The Financial Sector Development Programme (FSDP) plays a critical role in driving these advancements by supporting regulatory changes and fostering growth within local markets with an aim to elevate the status of the Saudi Exchange on an international scale. The Financial Sector Development Program (FSDP) is a key component of Vision 2030’s overarching objectives aimed at boosting the Kingdom’s economic diversification efforts.
Recent regulatory changes have streamlined processes for foreign investors, making it easier for them to enter the market. These modifications allow institutions to offer discretionary portfolio management services to non residents and permit Qualified Foreign Investors (QFIs) to engage in securities investment through swap agreements without the need for regulatory notification. These measures have significantly boosted foreign investor inflows.
Furthermore, the launch of a derivatives market in 2020, featuring contracts linked to the MSCI Saudi Exchange 30 Index (MT30) and single stock futures (SSF), represents a significant advancement in expanding and deepening market offerings. This move provides investors with increased opportunities to manage risks effectively.
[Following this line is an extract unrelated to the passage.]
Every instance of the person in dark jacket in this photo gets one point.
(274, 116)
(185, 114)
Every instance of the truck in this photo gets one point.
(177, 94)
Vision 2030 is anticipated to lead to an uptick in debt issuance as government spending shifts towards large scale projects outside of the oil sector, with strong support and funding from the Public Investment Fund (PIF) for vital capital expenditures in strategic sectors. This transition underscores the need for a robust capital market capable of meeting the financing requirements of these major investments.
The development of a corporate debt market alongside an expected rise in bond and sukuk issuances, particularly from government related entities (GREs), will play a crucial role in funding initiatives under Vision 2030.
Banks and government related entities (GREs) are expected to take the lead in developing the local currency debt market of the country, getting involved before mid and small sized companies do, according to SP Global.
In general, Saudi Arabia’s equity and debt markets are going through notable changes as they adjust to the impacts of economic diversification efforts laid out in Vision 2030. These advancements not only position Saudi Arabia as a key financial hub in the region but also present significant growth potential by drawing in global investors and broadening investment options within the Kingdom.